Très récemment, le gouvernement a usé de méthodes similaires pour diminuer les oppositions syndicales à sa réforme des retraites. Les contrôleurs aériens, pilotes d’avions et personnels de cabine (stewards et hôtesses de l’air) ne voulaient pas du recul de l’âge légal de départ ? Qu’à cela ne tienne, l’État a engagé avec les principaux syndicats du secteur (SNCTA pour les aiguilleurs du Ciel, SNPL pour les pilotes) des négociations confidentielles, et garanti en catimini leurs avantages statutaires moyennant quoi, lesdits syndicats n’ont pas appelé pas à la grève. Gagnant-gagnant. Le seul perdant sera le contribuable, qui continuera à financer de ses deniers les avantages ainsi préservés.

Ainsi apprenait-on, dans le Figaro du 20 avril, qu’un accord avait été trouvé pour adapter la retraite complémentaire des pilotes, hôtesses et stewards, au recul de l’âge de départ. La manip est simple : le code des transports fixe l’âge de départ à la retraite des pilotes de ligne à 60 ans, et celui des personnels navigants commerciaux, à 55 ans. Au terme des accords récemment passés entre les syndicats et l’État, cette disposition du code des transports restera inchangée. Mais comment, alors, concilier ce départ à 55 ou 60 ans avec le report de l’âge légal à 64 ans ? C’est confusant, aurait dit Jacques Villeret… Mais il apparaît qu’à côté du régime de base de ces salariés (la Cnav), il existe une caisse complémentaire des personnels navigants (CRPN), spécifique à la profession qui fait le pont entre les 55 ou 60 ans et l’âge légal de départ. Autrement dit, ces personnels de l’aviation civile continueront à partir bien avant 64 ans, mais la caisse paiera en théorie le « surcoût », c’est-à-dire les pensions. En théorie seulement, parce qu’en réalité c’est l’État, donc le contribuable, qui mettra la main à la poche : tel est l’objet des négociations qui ont eu lieu entre le gouvernement et la CPRN et des accords sur lesquelles elles ont débouché.

Il en avait été de même, auparavant, pour le très prodigue régime spécial des contrôleurs aériens. Dans ce cas aussi, le gouvernement a entrepris de « compenser » le coût du recul de l’âge légal de départ (de 52 à 54 ans), aux frais des contribuables.

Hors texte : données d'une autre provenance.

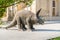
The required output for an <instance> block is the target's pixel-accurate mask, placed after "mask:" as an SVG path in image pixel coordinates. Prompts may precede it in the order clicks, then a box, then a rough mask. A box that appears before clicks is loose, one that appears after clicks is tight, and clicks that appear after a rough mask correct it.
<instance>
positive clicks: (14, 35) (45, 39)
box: [0, 21, 60, 40]
mask: <svg viewBox="0 0 60 40" xmlns="http://www.w3.org/2000/svg"><path fill="white" fill-rule="evenodd" d="M0 26H1V25H0ZM34 27H35V28H36V30H35V31H33V32H31V31H30V32H28V31H24V32H23V31H18V30H17V27H16V28H11V29H9V30H5V29H0V40H47V39H50V38H53V37H57V36H60V21H46V22H45V24H44V25H34Z"/></svg>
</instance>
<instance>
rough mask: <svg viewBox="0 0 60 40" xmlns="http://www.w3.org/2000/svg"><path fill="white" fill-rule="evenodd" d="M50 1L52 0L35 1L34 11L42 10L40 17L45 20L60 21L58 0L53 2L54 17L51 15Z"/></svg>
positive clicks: (41, 0) (59, 8) (50, 2)
mask: <svg viewBox="0 0 60 40" xmlns="http://www.w3.org/2000/svg"><path fill="white" fill-rule="evenodd" d="M52 1H53V0H37V1H36V10H39V9H40V8H42V11H41V13H40V15H41V16H43V17H44V19H45V20H60V0H55V2H56V3H55V4H56V7H55V9H56V10H55V16H53V15H52V12H53V10H52V8H53V7H52Z"/></svg>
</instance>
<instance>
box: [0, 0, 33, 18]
mask: <svg viewBox="0 0 60 40" xmlns="http://www.w3.org/2000/svg"><path fill="white" fill-rule="evenodd" d="M20 2H24V3H26V5H28V6H30V5H31V4H32V2H33V0H0V18H1V17H2V16H3V14H4V12H5V11H6V8H7V7H9V6H12V5H14V4H18V3H20Z"/></svg>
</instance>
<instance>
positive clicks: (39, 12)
mask: <svg viewBox="0 0 60 40" xmlns="http://www.w3.org/2000/svg"><path fill="white" fill-rule="evenodd" d="M40 12H41V9H39V10H38V11H37V13H36V16H37V18H39V13H40Z"/></svg>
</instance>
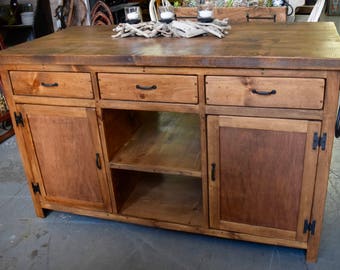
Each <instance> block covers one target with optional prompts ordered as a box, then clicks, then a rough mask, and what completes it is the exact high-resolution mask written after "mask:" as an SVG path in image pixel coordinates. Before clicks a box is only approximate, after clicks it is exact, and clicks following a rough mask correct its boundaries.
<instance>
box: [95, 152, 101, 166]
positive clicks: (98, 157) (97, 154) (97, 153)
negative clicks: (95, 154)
mask: <svg viewBox="0 0 340 270" xmlns="http://www.w3.org/2000/svg"><path fill="white" fill-rule="evenodd" d="M96 166H97V168H98V169H99V170H101V169H102V164H101V163H100V157H99V153H96Z"/></svg>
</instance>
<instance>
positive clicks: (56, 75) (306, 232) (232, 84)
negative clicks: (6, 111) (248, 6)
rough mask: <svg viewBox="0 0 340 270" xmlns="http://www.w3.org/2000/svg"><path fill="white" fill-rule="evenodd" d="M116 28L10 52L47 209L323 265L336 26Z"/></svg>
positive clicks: (32, 158)
mask: <svg viewBox="0 0 340 270" xmlns="http://www.w3.org/2000/svg"><path fill="white" fill-rule="evenodd" d="M111 34H112V29H111V27H105V26H100V27H74V28H69V29H67V30H64V31H61V32H57V33H55V34H52V35H49V36H46V37H43V38H39V39H36V40H34V41H31V42H27V43H24V44H20V45H18V46H15V47H12V48H9V49H7V50H4V51H2V52H1V53H0V68H1V78H2V80H3V84H4V89H5V94H6V97H7V100H8V104H9V107H10V111H11V117H12V121H13V123H14V126H15V133H16V136H17V143H18V146H19V149H20V152H21V156H22V159H23V163H24V168H25V172H26V176H27V181H28V186H29V188H30V191H31V195H32V199H33V202H34V207H35V211H36V214H37V215H38V216H39V217H44V215H45V214H44V210H45V209H52V210H58V211H65V212H70V213H76V214H81V215H88V216H94V217H98V218H105V219H112V220H117V221H123V222H132V223H137V224H142V225H147V226H155V227H161V228H165V229H172V230H179V231H186V232H191V233H200V234H206V235H213V236H219V237H224V238H231V239H239V240H246V241H253V242H259V243H265V244H272V245H282V246H288V247H295V248H300V249H305V250H307V260H308V261H315V260H316V259H317V254H318V248H319V242H320V236H321V228H322V222H323V213H324V205H325V198H326V191H327V184H328V174H329V167H330V160H331V154H332V145H333V137H334V126H335V121H336V114H337V105H338V92H339V78H340V75H339V74H340V73H339V72H340V38H339V36H338V34H337V32H336V28H335V26H334V24H333V23H301V24H292V25H287V24H266V25H256V24H245V25H237V26H234V27H233V28H232V30H231V31H230V34H229V35H228V36H226V37H225V38H223V39H217V38H215V37H208V36H204V37H198V38H193V39H178V38H155V39H144V38H126V39H112V38H111Z"/></svg>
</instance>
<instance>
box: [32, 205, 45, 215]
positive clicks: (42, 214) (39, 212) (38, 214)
mask: <svg viewBox="0 0 340 270" xmlns="http://www.w3.org/2000/svg"><path fill="white" fill-rule="evenodd" d="M34 210H35V214H36V215H37V217H40V218H45V217H46V210H44V208H40V207H36V206H35V207H34Z"/></svg>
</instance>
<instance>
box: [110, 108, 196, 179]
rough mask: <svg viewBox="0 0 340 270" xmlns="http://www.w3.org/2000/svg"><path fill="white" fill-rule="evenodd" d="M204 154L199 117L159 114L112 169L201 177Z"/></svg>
mask: <svg viewBox="0 0 340 270" xmlns="http://www.w3.org/2000/svg"><path fill="white" fill-rule="evenodd" d="M200 152H201V145H200V129H199V118H198V116H197V115H194V114H180V113H159V115H158V117H157V118H156V119H153V120H152V121H147V122H146V123H144V124H143V125H142V126H141V127H140V128H139V129H138V130H137V131H136V132H135V133H134V134H133V136H132V137H131V138H130V140H129V141H128V142H127V143H126V144H125V145H124V146H122V147H121V149H120V150H119V151H118V152H117V154H116V155H115V156H114V157H113V160H112V161H111V162H110V167H111V168H115V169H126V170H135V171H144V172H158V173H167V174H174V175H188V176H194V177H201V155H200Z"/></svg>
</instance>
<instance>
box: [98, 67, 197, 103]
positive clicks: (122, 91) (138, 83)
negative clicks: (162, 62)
mask: <svg viewBox="0 0 340 270" xmlns="http://www.w3.org/2000/svg"><path fill="white" fill-rule="evenodd" d="M98 80H99V88H100V94H101V97H102V98H103V99H118V100H137V101H160V102H174V103H197V102H198V96H197V78H196V77H194V76H179V75H174V76H169V75H142V74H109V73H99V74H98Z"/></svg>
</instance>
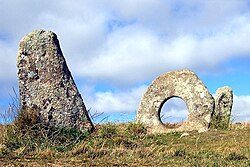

En contrepartie de cette participation de l’État au maintien de leurs statuts respectifs, les syndicats majoritaires (SNPL pour les pilotes, SNCTA pour les contrôleurs aériens) sont restés en marge du mouvement de grève déclenché par les principales centrales syndicales.

Il est éminemment probable que ce canevas servira pour d’autres régimes spéciaux : pourquoi se gêner, puisque ça "marche" ? Gouverner ne signifie plus qu’une chose : acheter la paix sociale, céder au moindre chantage à la grève… Rien de plus, rien de moins.